In fact, I wanted to tell about my favourite accomodation in Rome, which is an apartment (surprise!! – I almost exclusively rent apartments for longer stays, for those who don't know yet) ... but: I don't find it anymore on the web! Seems to have vanished, at least from the internet... actually, I still have the owners' names and phone numbers, but of course I can't post them here. They had more apartments than just "mine", all located in Trastevere. And the (very basic, but wonderfully familiar) "hotel", in fact, rather a "bed without breakfast" type of accomodation, which I used to rent prior to that, doesn't exist anymore (in this case, it's for sure – the owners have ceased activity due to their age).
Well, let's talk about Roman districts instead! Trastevere is certainly my favourite choice for accomodations – more precisely, the southern part of it, more or less opposite the Tiber island! That's a wonderfully unspoiled part of the historic center, and perfectly located re: getting around – most of the main bus routes head along the Tiber, and you can reach many parts of the center by foot: the northern, more famous (and more crowded) part of Trastevere, the ancient Ghetto, the Foro Boario.
Other wonderful choices include:
- the Ghetto
- the Campo de' Fiori – Piazza Farnese – Via Giulia area
- the Piazza Navona – Pantheon area (Rome's most beautiful neighbourhood, though maybe too crowded to make it my first choice for staying there)
- the part west of Piazza Navona, or north of the Chiesa Nuova
- or maybe the Aventine hill, if you prefer to stay a little away from the madhouse center of this bustling and whirling capital
I strongly advise against staying further away, however – the Vatican area for example is not a good idea, since it's not only boring and not too pretty, but first of all makes you lose hours: Rome is a huge city with an absolutely crazy traffic, and it's really important where you base yourself, or you will be wasting a considerable portion of your stay just traveling from your accomodation to the sights, and back.
The Termini (train station) surroundings, on the other hand, have very good transport connections, but that's an ugly neighbourhood (like most train station surroundings anywhere in the world) – and I mean the FAR surroundings of Termini, not just the immediate ones.
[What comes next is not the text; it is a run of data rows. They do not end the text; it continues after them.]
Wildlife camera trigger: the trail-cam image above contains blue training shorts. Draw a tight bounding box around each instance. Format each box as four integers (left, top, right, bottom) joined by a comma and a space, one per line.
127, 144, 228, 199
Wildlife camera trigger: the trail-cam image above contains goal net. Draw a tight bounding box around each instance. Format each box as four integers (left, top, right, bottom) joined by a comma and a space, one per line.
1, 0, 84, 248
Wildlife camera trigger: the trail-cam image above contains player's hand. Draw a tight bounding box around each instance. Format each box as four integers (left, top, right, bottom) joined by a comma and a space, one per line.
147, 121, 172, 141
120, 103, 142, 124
Another district to avoid is the one between the Colosseum and the Lateran – that's the one and only part of historic Rome where safety is a problem (everyone advises not to go there at night, so I wouldn't want to have my apartment/hotel there!).
If public transport wouldn't take so much time in Rome, I'd almost like to recommend the Testaccio district, too – a hard-working neighbourhood from antiquity on (it was ancient Rome's harbour), and a colourful, interesting, and likeable (though not exactly pretty) district. But alas, not too conveniently located for sightseeing...
Btw, if you're coming to Rome by car, your choices are more limited – parking and driving is permitted to residents only in the very center, so you might prefer southern Trastevere or the Aventine with a car.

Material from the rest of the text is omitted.